To your question on the best proportion of positive classes in your training data, I don't believe there is a definitive answer for this (for all data sets and classifiers). Though, you've got at least a couple of choices.

  • You can do no sampling of the positive classes at all -- unmodified training data.
  • You can undersample the negative examples to make a 50/50 split
  • You can oversample the positive examples. (In general I don't particularly like this, as it can really mess with variance estimates, but it can still be an effective training strategy.)
  • You can use ensemble sampling. Where you train N classifiers where each training set including all of the positive classes and 1/N of the negative classes. Then use your favorite combination technique to get an answer. (R. Yan, Y. Liu, R. Jin, and A. Hauptmann. On predicting rare cases with svm ensembles in scene classification. In ICASSP, 2003) I've had some good luck with this.

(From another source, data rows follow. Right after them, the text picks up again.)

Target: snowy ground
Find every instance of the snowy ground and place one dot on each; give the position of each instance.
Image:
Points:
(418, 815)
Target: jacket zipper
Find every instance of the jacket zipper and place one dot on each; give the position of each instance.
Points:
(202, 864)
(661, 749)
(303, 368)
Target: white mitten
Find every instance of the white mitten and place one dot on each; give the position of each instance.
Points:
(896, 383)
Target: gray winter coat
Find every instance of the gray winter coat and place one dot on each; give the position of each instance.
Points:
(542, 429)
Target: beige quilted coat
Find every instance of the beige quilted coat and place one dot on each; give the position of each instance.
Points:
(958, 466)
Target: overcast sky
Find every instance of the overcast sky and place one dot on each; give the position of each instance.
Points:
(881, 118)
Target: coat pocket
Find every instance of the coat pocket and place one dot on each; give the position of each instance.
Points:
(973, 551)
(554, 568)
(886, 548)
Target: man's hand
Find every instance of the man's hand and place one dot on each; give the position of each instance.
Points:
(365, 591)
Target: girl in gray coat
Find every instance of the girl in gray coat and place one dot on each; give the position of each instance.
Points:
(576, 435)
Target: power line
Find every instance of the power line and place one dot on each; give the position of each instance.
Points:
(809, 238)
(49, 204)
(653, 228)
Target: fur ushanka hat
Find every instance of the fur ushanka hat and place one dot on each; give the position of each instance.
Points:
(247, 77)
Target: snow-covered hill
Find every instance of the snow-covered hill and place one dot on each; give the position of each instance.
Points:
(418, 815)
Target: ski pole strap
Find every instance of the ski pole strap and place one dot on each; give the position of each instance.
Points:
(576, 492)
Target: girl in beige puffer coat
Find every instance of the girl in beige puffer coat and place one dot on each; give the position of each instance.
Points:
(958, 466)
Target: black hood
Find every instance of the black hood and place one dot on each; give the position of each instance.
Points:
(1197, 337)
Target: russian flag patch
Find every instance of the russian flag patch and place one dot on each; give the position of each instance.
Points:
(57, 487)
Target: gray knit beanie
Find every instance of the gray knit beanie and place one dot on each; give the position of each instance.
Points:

Also, Here are some more references for f-measure optimization.

Martin Jansche has a nice paper on direct optimization of f-measure: Maximum expected F-measure training of logistic regression models.

There's also this paper by Liu, Tan and Jiang, Regularized F-Measure Maximization for Feature Selection and Classification, which I don't know quite as well.

answered Jul 10 '10 at 10:56

Andrew%20Rosenberg's gravatar image

Andrew Rosenberg
156252135

Another evaluation measure used to deal with very unbalanced datasets is the truncated AUC, e.g. AUC50. (M. Gribskov and N. L. Robinson. Use of receiver operating characteristic (roc) analysis to evaluate sequence matching. Computers and Chemistry, 20(1):25 – 33, 1996.)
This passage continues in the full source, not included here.